Metamorphic AI testing primarily aims to assess various AI models' behavior after any changes in input data (also known as perturbations).

7. Computer Vision Applications Testing

The goal of computer vision application testing, especially when it comes to ML and deep learning, is to decipher and analyze visual data (including images, videos, and graphics) through a human lens.

It does so by analyzing visual data in three formats: data annotation, data labeling, and data ingestion.

• Data Annotation: This provides vital information and insight concerning the image or video by highlighting (or annotating) key elements.
• Data Labeling: Data labeling adds more informative and meaningful labels to the visual reference to establish a more comprehensive context.
• Data Ingestion: Data ingestion is the process of organizing these details and storing them in the corresponding databases for people to use.

Through computer vision application testing, systems can derive valuable information from visual data and take appropriate actions by providing relevant recommendations based on the data collected, annotated, labeled, and ingested.

8. NLP Applications Testing

Evaluating speech and natural language processing (NLP) models involves testing their recognition and prediction capabilities. This testing often relies on metrics such as word error rate (WER) and text similarity measures like cosine similarity and Levenshtein distance. These metrics help assess the accuracy and performance of NLP models in tasks such as speech recognition and text prediction.

9. Chatbot Testing

With chatbots gaining popularity in the application of AI, it's essential to ensure that the information these bots offer users is accurate. If your business makes use of chatbot features, you must test the chatbot's functional and nonfunctional components.

• Domain testing: Chatbots are designed to handle specific domains or topics. Domain testing involves thoroughly testing the chatbot on optimistic scenarios related to its designated domain. This ensures the chatbot understands and responds accurately to queries within its intended scope.
• Limit testing: Limit testing assesses how a chatbot handles inappropriate or unexpected user inputs. This involves testing the chatbot's response to invalid or nonsensical questions and identifying the outcome when the chatbot encounters failure or errors. Limit testing helps uncover potential vulnerabilities and improves error handling and user experience.
• Conversational factors: Chatbots rely on conversation flows to provide meaningful and engaging interactions. Validating different conversation flows is crucial to evaluating the chatbot's responses across various scenarios.

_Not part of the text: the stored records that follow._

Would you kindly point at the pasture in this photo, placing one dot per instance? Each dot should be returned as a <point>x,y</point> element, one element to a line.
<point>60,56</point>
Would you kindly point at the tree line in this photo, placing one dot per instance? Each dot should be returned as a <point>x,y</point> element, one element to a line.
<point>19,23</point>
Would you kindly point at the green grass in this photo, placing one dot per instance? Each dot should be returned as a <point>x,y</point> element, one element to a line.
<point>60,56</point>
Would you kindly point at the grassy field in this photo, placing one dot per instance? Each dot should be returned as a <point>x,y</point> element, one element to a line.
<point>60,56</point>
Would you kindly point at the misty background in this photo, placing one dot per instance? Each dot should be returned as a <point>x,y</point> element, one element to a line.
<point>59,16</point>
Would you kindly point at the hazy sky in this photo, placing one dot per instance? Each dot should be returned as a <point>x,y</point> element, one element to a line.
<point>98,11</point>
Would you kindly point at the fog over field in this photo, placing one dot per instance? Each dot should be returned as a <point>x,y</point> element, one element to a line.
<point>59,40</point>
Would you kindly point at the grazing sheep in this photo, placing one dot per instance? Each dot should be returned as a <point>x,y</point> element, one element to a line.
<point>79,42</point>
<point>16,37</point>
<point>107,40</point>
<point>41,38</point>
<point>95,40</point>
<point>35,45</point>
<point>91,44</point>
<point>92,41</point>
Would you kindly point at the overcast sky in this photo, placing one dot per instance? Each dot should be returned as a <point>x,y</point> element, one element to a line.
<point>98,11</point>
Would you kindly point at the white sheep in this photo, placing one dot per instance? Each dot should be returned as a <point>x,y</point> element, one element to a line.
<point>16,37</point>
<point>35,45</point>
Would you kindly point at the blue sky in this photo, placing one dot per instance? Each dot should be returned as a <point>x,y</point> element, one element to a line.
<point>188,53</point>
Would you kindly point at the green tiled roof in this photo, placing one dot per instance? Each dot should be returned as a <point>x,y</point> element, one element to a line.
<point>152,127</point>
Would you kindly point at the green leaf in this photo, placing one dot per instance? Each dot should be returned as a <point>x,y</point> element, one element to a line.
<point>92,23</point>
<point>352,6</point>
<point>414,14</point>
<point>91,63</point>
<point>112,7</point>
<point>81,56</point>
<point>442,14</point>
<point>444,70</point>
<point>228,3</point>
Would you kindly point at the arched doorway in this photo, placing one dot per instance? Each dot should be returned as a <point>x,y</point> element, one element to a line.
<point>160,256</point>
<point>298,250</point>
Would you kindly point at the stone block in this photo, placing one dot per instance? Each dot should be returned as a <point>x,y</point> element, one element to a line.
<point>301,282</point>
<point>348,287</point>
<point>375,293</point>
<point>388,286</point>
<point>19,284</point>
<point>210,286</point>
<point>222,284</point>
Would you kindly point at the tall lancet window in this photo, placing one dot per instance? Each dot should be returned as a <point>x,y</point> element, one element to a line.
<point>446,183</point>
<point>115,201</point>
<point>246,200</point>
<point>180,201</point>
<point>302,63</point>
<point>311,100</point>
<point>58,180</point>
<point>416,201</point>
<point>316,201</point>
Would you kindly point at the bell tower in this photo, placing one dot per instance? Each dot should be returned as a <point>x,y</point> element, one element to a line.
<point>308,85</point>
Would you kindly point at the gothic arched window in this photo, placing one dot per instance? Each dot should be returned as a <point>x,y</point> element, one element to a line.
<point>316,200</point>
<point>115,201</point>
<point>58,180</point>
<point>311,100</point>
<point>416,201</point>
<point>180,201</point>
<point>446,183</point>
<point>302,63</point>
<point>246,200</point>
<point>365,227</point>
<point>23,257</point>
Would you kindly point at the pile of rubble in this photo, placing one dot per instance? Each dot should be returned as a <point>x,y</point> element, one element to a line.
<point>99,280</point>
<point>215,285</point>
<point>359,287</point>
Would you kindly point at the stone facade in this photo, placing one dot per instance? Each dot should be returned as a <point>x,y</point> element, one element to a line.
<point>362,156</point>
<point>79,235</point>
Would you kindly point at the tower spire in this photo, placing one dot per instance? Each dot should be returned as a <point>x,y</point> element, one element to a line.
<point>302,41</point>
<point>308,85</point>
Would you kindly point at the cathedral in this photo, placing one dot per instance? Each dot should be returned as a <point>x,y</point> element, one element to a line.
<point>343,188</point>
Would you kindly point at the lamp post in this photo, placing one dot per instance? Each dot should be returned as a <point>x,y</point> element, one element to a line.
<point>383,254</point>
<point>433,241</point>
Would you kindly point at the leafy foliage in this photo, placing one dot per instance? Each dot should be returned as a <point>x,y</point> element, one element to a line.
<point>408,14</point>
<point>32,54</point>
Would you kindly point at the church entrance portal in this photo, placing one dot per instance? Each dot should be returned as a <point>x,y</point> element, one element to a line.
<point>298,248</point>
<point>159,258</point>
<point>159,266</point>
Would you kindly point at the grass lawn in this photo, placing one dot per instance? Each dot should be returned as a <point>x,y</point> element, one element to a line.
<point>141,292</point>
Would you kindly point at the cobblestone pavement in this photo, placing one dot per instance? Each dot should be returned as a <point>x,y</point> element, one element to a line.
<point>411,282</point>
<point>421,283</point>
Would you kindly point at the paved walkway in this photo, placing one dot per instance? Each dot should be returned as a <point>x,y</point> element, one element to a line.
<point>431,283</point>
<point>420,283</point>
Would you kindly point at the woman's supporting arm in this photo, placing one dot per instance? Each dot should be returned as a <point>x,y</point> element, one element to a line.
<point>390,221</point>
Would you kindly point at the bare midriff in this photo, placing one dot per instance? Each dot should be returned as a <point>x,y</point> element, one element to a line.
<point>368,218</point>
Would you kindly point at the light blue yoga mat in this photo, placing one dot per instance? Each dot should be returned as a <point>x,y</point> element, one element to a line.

This includes assessing the chatbot's ability to understand user intent, handle multiple turns in a conversation, and provide relevant and coherent responses. Evaluating conversational factors helps optimize the chatbot's conversational skills and enhances the user experience.

10. Robotics Testing

Robotics testing simulates real-world scenarios and evaluates the behavior of systems or algorithms in these scenarios. Simulation-based behavior testing includes algorithm debugging, object detection, response testing, and validating defined goals.

To ensure comprehensive testing, you should employ both low-fidelity 2D simulations and high-fidelity 3D simulations. Use the former for module-level behavior testing and the latter for system-level behavior testing. This allows you to examine different levels of complexity and accuracy in the simulations.

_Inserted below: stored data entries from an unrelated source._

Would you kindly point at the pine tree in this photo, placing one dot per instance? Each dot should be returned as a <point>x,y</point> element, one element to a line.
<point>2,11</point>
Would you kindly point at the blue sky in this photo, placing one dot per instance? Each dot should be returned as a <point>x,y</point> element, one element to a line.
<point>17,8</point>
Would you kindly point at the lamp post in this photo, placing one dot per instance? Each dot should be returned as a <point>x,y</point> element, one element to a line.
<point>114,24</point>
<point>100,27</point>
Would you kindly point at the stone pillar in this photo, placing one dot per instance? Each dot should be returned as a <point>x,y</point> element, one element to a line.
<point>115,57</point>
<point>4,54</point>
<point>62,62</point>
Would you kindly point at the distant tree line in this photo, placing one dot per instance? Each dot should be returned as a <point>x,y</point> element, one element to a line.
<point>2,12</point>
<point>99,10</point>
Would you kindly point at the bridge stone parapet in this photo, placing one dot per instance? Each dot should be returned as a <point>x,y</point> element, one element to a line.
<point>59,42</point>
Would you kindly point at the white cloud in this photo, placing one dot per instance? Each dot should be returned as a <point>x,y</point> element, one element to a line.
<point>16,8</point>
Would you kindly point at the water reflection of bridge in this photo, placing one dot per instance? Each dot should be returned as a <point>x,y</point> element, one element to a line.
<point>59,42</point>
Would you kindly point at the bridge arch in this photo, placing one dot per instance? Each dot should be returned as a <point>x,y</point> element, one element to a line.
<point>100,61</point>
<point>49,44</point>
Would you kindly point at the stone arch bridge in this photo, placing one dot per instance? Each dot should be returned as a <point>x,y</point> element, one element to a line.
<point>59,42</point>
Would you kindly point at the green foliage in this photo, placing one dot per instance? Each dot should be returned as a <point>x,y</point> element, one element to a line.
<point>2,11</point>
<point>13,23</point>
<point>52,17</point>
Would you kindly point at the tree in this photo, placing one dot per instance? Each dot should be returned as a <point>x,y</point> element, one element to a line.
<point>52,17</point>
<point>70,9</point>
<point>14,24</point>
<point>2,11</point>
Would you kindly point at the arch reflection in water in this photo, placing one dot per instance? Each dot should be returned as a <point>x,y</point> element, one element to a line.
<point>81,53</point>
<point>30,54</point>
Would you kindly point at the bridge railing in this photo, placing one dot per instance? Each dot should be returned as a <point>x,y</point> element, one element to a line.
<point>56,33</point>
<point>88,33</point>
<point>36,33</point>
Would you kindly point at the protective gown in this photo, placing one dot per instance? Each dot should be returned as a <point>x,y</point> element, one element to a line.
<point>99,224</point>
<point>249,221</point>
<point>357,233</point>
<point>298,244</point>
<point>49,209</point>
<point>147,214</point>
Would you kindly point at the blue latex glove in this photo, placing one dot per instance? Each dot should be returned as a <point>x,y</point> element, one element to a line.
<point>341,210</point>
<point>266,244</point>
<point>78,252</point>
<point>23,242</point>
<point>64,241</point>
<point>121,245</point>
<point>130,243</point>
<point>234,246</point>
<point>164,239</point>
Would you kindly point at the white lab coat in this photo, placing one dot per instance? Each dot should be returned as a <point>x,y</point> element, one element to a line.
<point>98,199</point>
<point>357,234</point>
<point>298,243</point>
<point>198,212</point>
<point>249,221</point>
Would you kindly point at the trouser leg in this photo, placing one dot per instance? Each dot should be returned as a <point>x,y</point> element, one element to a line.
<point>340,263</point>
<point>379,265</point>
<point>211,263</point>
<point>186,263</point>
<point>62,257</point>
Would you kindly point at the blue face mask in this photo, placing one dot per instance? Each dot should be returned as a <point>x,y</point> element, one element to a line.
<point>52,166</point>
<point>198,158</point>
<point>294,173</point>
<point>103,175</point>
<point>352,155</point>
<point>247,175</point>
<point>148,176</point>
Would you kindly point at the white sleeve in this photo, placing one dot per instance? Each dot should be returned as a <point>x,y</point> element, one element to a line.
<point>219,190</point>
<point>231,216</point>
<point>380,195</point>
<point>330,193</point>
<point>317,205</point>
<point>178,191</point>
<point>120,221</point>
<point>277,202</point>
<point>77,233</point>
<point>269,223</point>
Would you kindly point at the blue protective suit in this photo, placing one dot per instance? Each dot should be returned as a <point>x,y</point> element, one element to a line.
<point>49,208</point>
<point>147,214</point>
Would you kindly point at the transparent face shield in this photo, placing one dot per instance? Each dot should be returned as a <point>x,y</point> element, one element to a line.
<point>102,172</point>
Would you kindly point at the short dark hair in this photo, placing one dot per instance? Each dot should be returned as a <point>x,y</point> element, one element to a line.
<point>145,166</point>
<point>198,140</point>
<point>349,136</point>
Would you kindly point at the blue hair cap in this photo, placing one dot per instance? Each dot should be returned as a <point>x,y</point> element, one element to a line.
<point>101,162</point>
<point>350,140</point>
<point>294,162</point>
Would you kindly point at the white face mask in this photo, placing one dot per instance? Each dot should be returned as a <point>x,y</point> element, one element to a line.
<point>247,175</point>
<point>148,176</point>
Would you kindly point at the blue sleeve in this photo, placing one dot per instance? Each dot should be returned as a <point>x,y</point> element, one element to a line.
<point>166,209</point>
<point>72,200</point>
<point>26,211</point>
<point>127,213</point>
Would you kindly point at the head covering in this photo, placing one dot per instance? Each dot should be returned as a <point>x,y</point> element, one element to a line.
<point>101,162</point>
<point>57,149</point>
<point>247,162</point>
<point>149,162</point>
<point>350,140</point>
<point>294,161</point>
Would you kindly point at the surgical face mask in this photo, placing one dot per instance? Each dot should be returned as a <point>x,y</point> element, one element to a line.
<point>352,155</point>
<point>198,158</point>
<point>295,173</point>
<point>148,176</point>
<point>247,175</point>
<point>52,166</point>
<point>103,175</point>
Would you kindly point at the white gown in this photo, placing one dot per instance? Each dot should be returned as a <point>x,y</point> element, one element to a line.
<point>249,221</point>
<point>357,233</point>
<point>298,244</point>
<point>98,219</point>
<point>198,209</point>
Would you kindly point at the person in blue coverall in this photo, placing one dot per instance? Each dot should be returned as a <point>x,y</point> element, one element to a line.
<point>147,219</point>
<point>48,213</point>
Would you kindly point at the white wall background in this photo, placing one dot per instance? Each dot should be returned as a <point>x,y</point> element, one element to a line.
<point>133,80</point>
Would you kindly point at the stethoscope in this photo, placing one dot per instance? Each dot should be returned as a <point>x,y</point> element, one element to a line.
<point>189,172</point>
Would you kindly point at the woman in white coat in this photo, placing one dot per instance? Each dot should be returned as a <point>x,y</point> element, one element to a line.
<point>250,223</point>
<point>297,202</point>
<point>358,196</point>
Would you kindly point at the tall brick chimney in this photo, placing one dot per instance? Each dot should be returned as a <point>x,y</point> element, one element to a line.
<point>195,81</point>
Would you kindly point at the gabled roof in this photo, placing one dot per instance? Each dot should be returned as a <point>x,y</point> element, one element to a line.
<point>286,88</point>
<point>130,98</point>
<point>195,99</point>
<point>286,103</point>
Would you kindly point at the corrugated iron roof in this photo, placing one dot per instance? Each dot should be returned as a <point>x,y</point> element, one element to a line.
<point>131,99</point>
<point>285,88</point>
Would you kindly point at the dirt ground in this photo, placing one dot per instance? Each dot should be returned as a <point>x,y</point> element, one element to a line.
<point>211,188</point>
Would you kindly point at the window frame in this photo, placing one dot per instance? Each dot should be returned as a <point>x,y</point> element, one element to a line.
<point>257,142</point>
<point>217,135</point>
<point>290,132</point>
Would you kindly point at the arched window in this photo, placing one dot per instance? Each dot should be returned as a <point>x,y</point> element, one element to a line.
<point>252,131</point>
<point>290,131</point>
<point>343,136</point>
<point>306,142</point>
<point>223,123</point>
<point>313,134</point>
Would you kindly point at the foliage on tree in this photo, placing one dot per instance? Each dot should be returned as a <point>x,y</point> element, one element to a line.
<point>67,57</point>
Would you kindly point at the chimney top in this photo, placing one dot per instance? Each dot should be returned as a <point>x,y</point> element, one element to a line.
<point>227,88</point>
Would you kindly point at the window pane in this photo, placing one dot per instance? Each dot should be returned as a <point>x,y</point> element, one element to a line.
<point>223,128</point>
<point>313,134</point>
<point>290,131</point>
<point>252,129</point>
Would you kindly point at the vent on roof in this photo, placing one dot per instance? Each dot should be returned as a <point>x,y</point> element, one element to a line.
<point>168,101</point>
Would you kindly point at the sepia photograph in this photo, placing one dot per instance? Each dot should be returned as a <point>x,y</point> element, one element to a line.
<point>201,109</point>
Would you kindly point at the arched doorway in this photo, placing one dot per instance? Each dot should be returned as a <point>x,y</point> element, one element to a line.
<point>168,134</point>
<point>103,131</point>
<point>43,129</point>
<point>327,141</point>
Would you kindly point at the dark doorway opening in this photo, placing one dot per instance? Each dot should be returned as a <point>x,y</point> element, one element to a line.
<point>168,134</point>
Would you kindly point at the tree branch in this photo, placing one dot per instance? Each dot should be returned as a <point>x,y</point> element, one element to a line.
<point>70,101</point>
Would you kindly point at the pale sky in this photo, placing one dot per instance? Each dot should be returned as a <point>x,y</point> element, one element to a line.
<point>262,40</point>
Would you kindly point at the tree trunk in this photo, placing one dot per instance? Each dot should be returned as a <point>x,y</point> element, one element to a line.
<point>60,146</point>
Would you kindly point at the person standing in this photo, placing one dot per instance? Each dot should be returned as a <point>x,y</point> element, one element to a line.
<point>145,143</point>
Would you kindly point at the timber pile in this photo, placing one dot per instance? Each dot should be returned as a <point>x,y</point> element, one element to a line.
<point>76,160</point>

The process also tests hardware availability scenarios and hardware unavailability scenarios. These scenarios evaluate the behavior and performance of the system or algorithm under varying hardware conditions, ensuring robustness and adaptability in different environments.

Prioritize Your AI Application Testing  

The rapidly evolving landscape of software applications calls for innovative approaches to AI application testing. If your business uses or offers AI solutions, you must prioritize comprehensive testing methodologies to ensure accuracy, security, and inclusivity.